Depending on the extent of tooth eruption, treatment options such as overlay crowns or overlay removable partial dentures can be considered when the tooth crown is sufficiently visible in the oral cavity. It is generally recommended to not place fixed restorations before vertical growth is completed.³ This approach ensures that the restoration will properly accommodate any future changes in the tooth’s position as vertical growth continues, thereby optimizing long-term treatment outcomes.

CONCLUSION

Since tooth eruption is a multifactorial mechanism, it is known that many different factors can cause tooth eruption disorders. The possibility of PFE comes to mind in cases where eruption disorders are observed despite the absence of any physical disability or systemic disease. The most important feature that distinguishes PFE from other eruption disorders is its genetic etiology. Studies have shown that defects in the PTH1R and KM2TC genes cause PFE. In addition to these genes, it is known that other genes responsible for regulating the tooth eruption mechanism could also be considered candidate genes for PFE.

It can be stated that the infraocclusion of the posterior teeth is the most distinguishing feature of PFE, especially when it is observed bilaterally. Another important distinguishing feature is that all teeth distal to the most mesial tooth affected by PFE are also affected.
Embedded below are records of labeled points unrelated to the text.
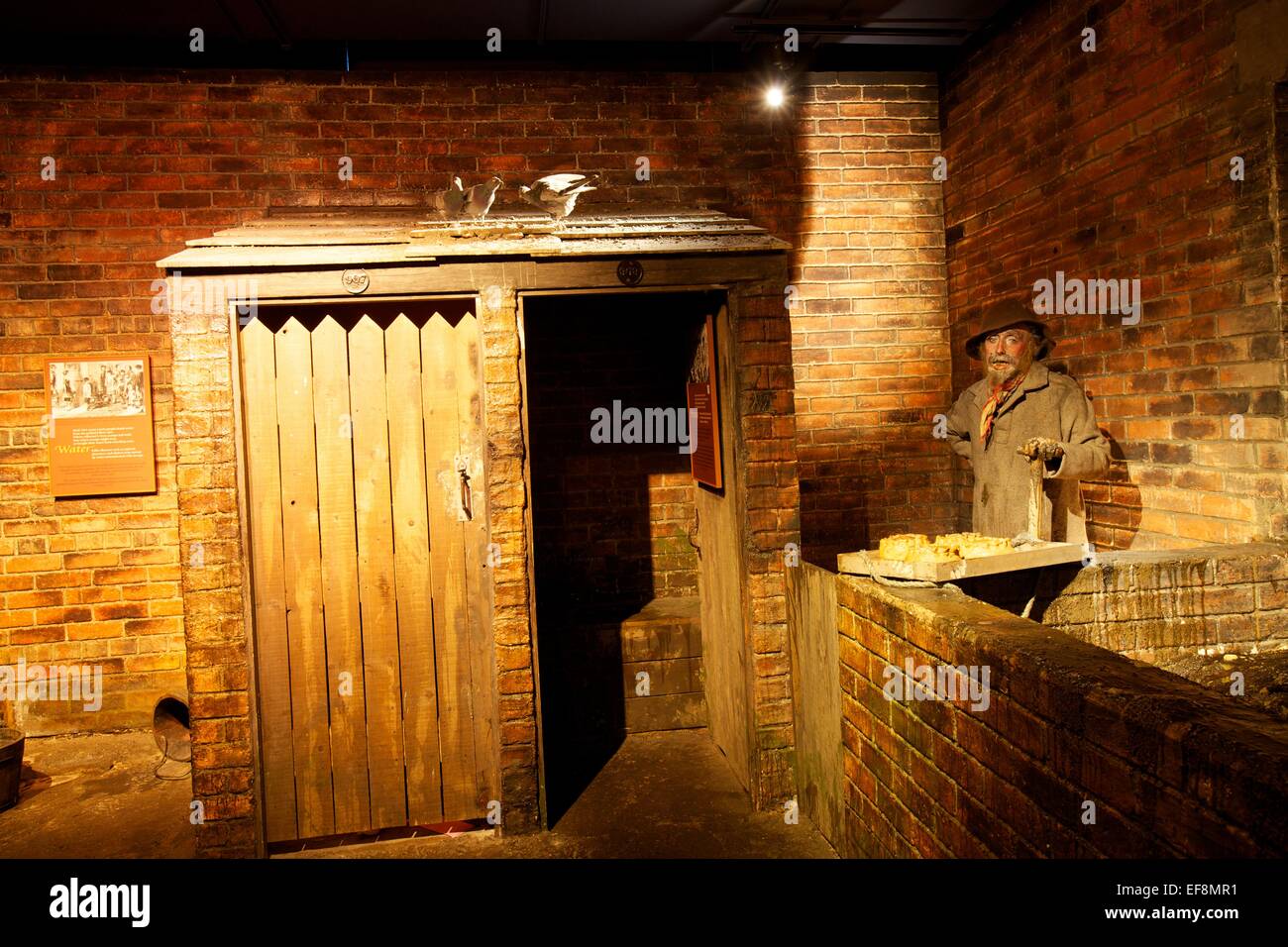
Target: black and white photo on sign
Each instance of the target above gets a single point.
(97, 389)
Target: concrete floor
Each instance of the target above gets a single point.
(662, 795)
(97, 796)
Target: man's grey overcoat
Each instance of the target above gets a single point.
(1046, 405)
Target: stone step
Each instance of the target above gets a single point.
(677, 711)
(665, 629)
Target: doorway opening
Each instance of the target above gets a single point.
(614, 523)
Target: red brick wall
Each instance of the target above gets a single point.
(1171, 768)
(1116, 163)
(149, 159)
(868, 333)
(610, 521)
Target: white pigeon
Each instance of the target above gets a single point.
(478, 198)
(451, 201)
(557, 193)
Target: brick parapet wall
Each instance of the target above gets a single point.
(1116, 163)
(1171, 768)
(1158, 605)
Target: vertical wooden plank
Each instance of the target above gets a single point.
(447, 569)
(338, 527)
(412, 574)
(376, 573)
(268, 591)
(720, 581)
(812, 639)
(483, 698)
(301, 564)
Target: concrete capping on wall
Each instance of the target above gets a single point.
(1157, 605)
(1171, 768)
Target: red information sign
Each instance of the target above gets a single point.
(704, 411)
(99, 425)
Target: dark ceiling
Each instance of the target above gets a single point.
(720, 34)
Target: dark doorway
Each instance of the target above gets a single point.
(612, 517)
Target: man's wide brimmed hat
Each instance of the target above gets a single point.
(1008, 315)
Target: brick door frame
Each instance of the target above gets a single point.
(213, 525)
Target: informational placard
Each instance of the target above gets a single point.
(99, 425)
(704, 408)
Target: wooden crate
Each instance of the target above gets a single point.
(1030, 556)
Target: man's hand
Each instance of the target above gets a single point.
(1042, 447)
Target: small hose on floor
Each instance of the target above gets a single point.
(166, 758)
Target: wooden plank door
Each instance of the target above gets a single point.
(369, 528)
(721, 569)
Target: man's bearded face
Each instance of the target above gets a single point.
(1008, 354)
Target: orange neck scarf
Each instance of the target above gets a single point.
(995, 402)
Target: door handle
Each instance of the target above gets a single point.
(467, 492)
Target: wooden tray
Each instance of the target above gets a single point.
(1030, 556)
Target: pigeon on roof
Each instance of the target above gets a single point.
(451, 201)
(557, 193)
(478, 198)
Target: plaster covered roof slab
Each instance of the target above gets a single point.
(349, 236)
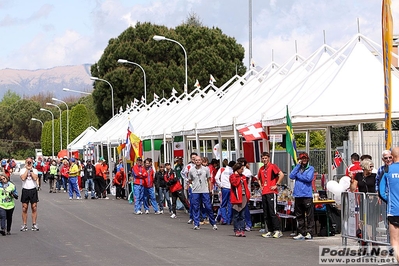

Since it is known that orthodontic forces applied for treatment cause ankylosis in teeth affected by PFE, genetic screening is recommended for diagnostic purposes in patients with suspected PFE.

An orthodontic treatment approach to teeth affected by PFE would not be appropriate. Therefore, surgical and prosthetic approaches are recommended, but one may still argue that treatment methods are quite limited since very few cases explaining treatment options have been reported.